"Om, apa ibuku baik baik saja?"
Ammar dan Fadli menoleh ke arah sumber suara.
"Om, apa ibuku baik baik saja?"
"Kau,....?"
"Aku Aziz om, anaknya ibu yang kecelakaan tadi? Bagaimana keadaan ibu ku om?"
"Dia ada di dalam sedang melewati masa kritisnya. Doakan yang terbaik untuknya ya!"
"Apa ibuku akan baik baik saja?"
"Tentu saja"
Ara dan Raka datang menyusul Aziz lari tergopoh gopoh.
"Mas, Tante gimana? Apa sudah sadar?"
"Belum Ra, ibu belum sadar"
"Sabar Ziz, ibu mu pasti baik baik saja"
Ammar menatap ketiga anak muda yang datang berbeda waktu itu bergantian.
"Di mana ayahmu? Kenapa tak datang bersamamu?" Seru Ammar menatap Aziz.
"Ayah ga ada om, sudah meninggal" ucap Aziz.
"Nanti Papa Ikhsan akan kesini buat nemenin. Sabarlah mas!"ucap Ara.
***
"Kita tunggu saja sampai Om nya datang kak baru kita pulang!"
Seru Fadli dan Ammar hanya mampu mengangguk.
Dalam pikirannya sekarang hanya ada pertanyaan tentang Ayana. Diusia berapa dia menikah sehingga diusianya yang masih muda dia sudah memilik anak sebesar ini yang notabene terlihat seperti adiknya.
Dan suaminya, apa benar sudah meninggal?
Tak selang beberapa jam Ikhsan datang beserta Rahma.
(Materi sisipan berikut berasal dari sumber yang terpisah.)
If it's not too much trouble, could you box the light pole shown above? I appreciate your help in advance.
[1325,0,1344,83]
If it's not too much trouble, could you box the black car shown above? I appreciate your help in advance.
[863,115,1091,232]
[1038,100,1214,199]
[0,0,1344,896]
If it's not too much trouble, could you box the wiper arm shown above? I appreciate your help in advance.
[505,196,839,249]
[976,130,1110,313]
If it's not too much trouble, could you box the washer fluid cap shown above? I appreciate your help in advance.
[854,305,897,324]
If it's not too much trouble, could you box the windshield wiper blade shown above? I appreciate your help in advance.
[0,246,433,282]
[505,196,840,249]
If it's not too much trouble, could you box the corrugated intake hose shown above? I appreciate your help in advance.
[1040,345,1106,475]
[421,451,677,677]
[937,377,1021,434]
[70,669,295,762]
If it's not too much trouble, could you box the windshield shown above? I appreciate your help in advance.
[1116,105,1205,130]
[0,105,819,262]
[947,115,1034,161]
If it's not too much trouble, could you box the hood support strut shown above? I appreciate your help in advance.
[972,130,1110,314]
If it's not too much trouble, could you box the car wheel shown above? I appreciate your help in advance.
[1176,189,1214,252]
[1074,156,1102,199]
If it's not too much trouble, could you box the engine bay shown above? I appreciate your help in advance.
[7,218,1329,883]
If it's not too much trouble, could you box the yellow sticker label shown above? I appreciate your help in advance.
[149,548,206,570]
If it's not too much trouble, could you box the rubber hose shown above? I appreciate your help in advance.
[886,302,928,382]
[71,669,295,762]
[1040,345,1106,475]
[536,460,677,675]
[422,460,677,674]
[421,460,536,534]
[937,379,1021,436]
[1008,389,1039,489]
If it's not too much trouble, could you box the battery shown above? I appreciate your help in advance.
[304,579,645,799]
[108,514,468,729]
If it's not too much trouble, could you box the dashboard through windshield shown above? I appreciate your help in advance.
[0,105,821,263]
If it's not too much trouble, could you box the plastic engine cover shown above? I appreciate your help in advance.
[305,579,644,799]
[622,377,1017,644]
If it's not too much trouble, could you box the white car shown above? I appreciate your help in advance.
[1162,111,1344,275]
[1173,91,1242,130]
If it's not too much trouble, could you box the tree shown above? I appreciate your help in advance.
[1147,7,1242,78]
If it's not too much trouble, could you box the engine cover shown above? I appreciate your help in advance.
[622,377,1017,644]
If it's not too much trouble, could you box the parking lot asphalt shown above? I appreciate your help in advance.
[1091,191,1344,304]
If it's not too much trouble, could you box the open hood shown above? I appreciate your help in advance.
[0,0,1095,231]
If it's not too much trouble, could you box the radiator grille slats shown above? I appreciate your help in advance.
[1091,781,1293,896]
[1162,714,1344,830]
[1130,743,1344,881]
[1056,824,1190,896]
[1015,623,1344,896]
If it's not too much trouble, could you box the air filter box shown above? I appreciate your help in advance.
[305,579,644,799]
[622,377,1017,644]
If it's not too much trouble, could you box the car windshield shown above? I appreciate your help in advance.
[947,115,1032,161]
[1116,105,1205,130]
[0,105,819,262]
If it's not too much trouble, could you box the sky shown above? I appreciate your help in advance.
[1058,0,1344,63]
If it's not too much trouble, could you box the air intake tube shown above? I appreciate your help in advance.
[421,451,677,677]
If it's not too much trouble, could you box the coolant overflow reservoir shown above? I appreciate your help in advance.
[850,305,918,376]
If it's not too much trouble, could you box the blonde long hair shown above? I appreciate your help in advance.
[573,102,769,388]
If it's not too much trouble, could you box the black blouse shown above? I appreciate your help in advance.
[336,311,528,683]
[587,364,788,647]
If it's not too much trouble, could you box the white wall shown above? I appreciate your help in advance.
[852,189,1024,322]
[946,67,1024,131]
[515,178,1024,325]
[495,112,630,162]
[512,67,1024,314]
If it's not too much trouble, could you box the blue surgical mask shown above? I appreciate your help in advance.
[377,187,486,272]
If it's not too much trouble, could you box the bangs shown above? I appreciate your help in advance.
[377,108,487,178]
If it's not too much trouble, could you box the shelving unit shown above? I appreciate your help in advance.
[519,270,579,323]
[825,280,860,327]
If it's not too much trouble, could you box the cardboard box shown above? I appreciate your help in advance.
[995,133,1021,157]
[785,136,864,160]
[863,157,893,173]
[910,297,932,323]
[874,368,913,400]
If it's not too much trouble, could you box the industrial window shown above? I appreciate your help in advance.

Fadli yang melihat kedatangan langsung tersenyum meskipun hanya seorang sekretaris tapi dia sangat menyukai gadis selugu Rahma.
"Terima kasih sudah bawa Bu Ayana ke rumah sakit pak Manager" ucap Rahma.
Fadli hanya tersenyum.
"Kalau begitu kami permisi dulu. Assalamualaikum" seru Ammar dan Fadli bersamaan.
***
"Yah, jangan terlalu memaksa terhadap anak kasihan. Selama ini Ammar selalu nurut sama kamu. Biarkan dia menentukan jalannya sendiri. Kita hanya perlu mendukungnya jika dia berbuat salah barulah kita bertindak" Salma mencoba bicara pada Robert karena Salma sendiri tidak tega jika anaknya tertekan dalam bayang bayang kekuasaan ayahnya.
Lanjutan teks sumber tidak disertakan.